Carl SCHMITT macht in Land und Meer. Eine weltgeschichtliche Betrachtung zwei mögliche Formen der historisch gewordenen menschlichen Existenz aus: die der See- und Landmacht61. Die klare Rollenzuweisung Deutschlands sieht Michael SALEWSKI allerdings einer traditionellen Definition62 des Begriffs 'Seemacht' geschuldet: in Anknüpfung an den berühmten Seekriegstheoretiker Alfred T. MAHAN63 (1840-1914) und dessen Werk The Influence of Seapower upon History 1660-1793 64 gilt 'Seemacht' nicht als die bloße maritime Handlungsfähigkeit der Flotte eines Landes.

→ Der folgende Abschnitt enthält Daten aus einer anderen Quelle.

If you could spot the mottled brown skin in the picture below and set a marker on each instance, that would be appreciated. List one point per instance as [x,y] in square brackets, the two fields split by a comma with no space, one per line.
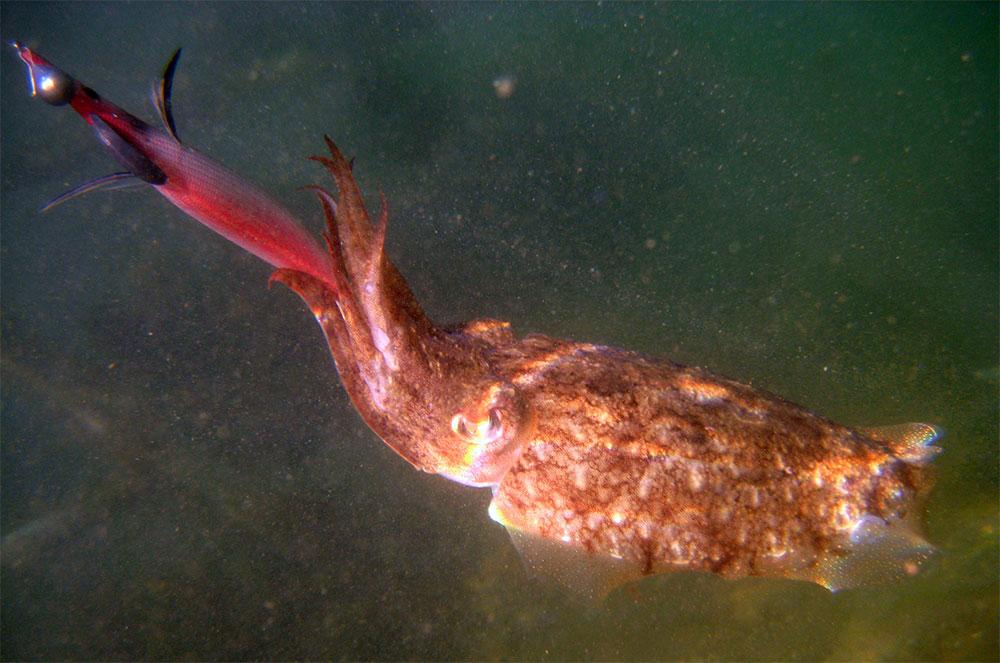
[619,457]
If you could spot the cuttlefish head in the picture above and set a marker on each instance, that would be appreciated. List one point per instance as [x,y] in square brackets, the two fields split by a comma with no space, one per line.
[428,392]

Vielmehr wird der Begriff auch als Staatswesen verstanden. ‚Seemacht’ charakterisiert demnach einen Staat, welcher, so Jörg DUPPLER, „der See einen hohen Stellenwert in der Planung seiner Gesamtpolitik beimisst“ 65. Damit eng verknüpft oder nahezu identisch ist der Begriff vom ‚Meeresbewusstsein’. Definieren lässt dieser sich als die Einsicht, welche sich aus dem Zusammenwirken von technischen Möglichkeiten, Seewegen und geographischen Positionen ergibt66.

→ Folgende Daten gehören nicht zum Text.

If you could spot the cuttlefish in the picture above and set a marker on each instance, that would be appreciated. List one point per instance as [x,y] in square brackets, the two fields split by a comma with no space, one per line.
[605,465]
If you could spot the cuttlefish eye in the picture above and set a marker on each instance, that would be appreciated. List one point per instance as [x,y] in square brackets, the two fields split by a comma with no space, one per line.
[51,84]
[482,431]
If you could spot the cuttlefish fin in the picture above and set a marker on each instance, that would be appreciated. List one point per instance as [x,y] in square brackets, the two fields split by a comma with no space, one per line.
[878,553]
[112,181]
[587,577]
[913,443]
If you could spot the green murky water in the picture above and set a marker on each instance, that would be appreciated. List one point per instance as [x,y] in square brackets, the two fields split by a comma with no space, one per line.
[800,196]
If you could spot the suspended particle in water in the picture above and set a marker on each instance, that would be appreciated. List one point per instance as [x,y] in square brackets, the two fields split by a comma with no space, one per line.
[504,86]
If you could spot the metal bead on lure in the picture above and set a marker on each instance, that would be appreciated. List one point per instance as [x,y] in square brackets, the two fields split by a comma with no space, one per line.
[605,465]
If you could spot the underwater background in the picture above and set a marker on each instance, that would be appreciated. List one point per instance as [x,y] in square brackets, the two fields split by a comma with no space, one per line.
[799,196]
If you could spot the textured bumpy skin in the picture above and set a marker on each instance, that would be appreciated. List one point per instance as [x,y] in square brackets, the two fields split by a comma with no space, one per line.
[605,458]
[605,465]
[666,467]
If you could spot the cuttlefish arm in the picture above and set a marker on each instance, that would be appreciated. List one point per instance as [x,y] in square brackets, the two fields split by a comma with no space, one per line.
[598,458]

Laut Golo MANN brachte das 18. Jahrhundert dann die Überlieferung vom deutschen Zukurzkommen in der Besitznahme der Meere67. Den gleichsam weltgeschichtlichen Gegensatz von Binnen- und Meeresklima als Boden einer politisch-kultureller Grundverfassung bringt Uwe JENISCH auf eine bündige Formel: „Während die zentralistischen Kontinentalmächte auf territoriale (kontinentale) Ausdehnung, auf Armee und Bürokratie sowie Monarchie und Ideologie setzen, bevorzugen die Seemächte parlamentarisch-demokratische und dezentrale Regierungsformen. Sie setzen auf Gewaltenteilung und auf Gleichgewicht, auf Kooperation und Freihandel, auf Schiffahrt und Marine, auf Forschung und Technologie“ 68. An das Deutschland der Duodezfürstentümer dachte hier niemand. Deren kontinentale Selbstbezogenheit schien vielmehr in einen Muff der Rückständigkeit zu geraten69. Die Isolation des Alten Reiches illustriert auch Edward WEGENERS70 Konzept 'Seemacht' als das Produkt der Variablen von Flotte, notwendiger materiell-institutioneller Basis und des 'maritimen Bewusstseins'. Tendiert ein Faktor gegen Null, ist das Produkt gleichfalls Null. ‚Schicksalsbestimmend’ wurde diese Formel für die deutsche Geschichte der vergangenen beiden Jahrhunderte nur selten. Ein näherer Blick in die außenpolitischen Konstellationen vor und nach der Gründung des Deutschen Bundes im Jahre 1815 zeigt dies.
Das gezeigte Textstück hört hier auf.